A picture of a collective farm in South Hwanghae Province taken in 2009 (Flickr, Creative Commons)

Many people in South Hamgyong Province who “petitioned” and were then selected to work in rural areas and other hard-to-survive places are not heading to their designated areas, Daily NK has learned. 

“People who petitioned and were selected by provincial enterprises and organizations to work in coal mines and rural areas with insufficient workers are not moving to areas they are supposed to,” a source from South Hamgyong Province told Daily NK on Friday.

Although people are supposed to be voluntarily submitting “petitions” to be sent to hard-to-live areas of the country, North Korean authorities are actually selecting candidates to be sent to those areas, according to the source. 

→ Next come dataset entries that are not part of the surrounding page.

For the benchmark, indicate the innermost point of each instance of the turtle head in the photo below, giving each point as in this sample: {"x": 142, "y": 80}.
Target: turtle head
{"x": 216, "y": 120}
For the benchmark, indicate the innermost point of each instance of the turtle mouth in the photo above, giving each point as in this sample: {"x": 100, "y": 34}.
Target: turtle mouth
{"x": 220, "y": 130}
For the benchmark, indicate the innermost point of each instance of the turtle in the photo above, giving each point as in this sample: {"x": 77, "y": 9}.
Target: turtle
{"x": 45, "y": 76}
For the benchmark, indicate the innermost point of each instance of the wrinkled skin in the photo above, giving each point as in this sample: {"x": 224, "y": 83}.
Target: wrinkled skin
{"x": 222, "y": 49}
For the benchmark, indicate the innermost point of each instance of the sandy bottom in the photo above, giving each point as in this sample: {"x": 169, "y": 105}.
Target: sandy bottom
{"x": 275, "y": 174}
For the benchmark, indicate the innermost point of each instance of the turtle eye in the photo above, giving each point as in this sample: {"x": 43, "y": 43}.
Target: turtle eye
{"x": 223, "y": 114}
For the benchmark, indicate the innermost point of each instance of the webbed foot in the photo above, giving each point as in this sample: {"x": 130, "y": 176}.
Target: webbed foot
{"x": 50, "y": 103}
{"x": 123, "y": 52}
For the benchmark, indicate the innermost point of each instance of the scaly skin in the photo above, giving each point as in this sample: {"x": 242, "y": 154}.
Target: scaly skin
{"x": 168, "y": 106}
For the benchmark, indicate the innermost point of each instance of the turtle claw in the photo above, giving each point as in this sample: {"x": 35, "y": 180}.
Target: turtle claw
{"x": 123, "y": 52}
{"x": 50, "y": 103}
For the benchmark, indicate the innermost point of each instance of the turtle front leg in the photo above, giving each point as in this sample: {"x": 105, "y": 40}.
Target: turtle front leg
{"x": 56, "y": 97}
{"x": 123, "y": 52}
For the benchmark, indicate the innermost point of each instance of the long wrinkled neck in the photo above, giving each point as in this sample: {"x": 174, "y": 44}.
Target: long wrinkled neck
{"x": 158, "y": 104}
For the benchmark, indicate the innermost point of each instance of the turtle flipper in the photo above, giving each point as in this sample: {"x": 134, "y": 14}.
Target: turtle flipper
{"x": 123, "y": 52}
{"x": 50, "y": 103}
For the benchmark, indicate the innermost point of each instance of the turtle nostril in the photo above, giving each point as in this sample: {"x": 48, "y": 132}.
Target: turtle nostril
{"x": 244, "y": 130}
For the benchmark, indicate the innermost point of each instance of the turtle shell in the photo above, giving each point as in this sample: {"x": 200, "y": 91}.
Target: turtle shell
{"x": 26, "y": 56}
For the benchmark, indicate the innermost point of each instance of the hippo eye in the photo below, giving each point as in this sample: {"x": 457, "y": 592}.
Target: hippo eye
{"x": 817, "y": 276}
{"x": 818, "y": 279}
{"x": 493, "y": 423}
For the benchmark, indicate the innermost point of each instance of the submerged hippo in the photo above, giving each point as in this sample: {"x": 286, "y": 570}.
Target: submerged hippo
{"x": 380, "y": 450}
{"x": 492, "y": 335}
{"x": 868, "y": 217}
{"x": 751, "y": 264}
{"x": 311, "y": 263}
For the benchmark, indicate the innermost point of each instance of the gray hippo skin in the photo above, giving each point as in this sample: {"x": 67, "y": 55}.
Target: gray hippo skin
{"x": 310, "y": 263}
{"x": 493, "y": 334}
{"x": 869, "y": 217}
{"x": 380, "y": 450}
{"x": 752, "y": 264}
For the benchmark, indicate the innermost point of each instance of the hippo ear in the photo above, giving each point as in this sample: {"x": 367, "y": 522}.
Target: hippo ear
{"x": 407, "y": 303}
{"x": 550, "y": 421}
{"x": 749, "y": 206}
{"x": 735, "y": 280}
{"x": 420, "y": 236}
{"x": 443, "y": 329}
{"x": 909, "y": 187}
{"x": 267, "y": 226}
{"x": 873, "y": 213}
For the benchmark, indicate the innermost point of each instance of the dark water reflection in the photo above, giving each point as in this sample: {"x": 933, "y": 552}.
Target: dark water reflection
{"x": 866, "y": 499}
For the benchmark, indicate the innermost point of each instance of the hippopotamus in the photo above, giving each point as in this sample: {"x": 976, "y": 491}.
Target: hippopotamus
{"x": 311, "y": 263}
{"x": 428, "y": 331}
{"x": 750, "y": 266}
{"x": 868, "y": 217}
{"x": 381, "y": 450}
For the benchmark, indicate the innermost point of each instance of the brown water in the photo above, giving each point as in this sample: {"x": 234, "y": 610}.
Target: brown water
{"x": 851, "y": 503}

The province’s Gowon County had expected to receive a large number of petitioners, but most have yet to arrive. In response, the county’s party committee and rural management committee met in early March to deliberate about the issue until finally deciding to notify the provincial party committee. 

South Hamgyong Province had made a list of 200 petitioners to be deployed to Gowon County, which is an area surrounded by coal mines and farming areas, and had posted “deployment notices” to remind people of their duty. As of early March, however, only around 50 petitioners had arrived in the area. 

The provincial party committee is taking several measures to tackle the problem, including ordering the labor department of the provincial people’s committee to figure out the reason why so many petitioners have not yet arrived, even by contacting their homes if necessary. 

“Most of the petitioners are either young people who just graduated from universities, vocational colleges, or high schools, or those who were forced by their workplaces to put their names on the list,” the source said. “Currently, these people are refusing to be deployed to rural areas in such a way that you’d think they are being led to a slaughterhouse.” 

The provincial party committee is emphasizing the idea that young people – in order to become patriotic youth loyal to the party and useful to the nation – must take the lead in solving the country’s food shortages this year by “petitioning” to work in rural areas. At the same time, the party committee is threatening to deal with the refusal to comply with deployment orders as a political issue, claiming that the behavior is equivalent to refusing to adhere to party policy. 

The provincial party committee has, in fact, claimed that the party’s policies are the law of the land, and that the party will take systematic measures to forcibly drag petition candidates and their families to rural areas if they continue to refuse to go. 

“People ensnared by their organizations to become petitioners under the pretext of adhering to party policy are sighing at the bewildering prospect of moving from cities to rural areas,” the source said. “Meanwhile, the organizations that are involved in implementing the deployment efforts are powerless to go against the stern commands of the provincial party committee. Both sides are feeling mutual discomfort in this situation.”

“In recent years, the country has been recruiting workers for rural areas or coal mines more frequently than it did in the past, leading to unhappiness among young people,” the source said, adding, “The general public is also expressing strong discontent about the government’s forced movement of people [to rural areas].”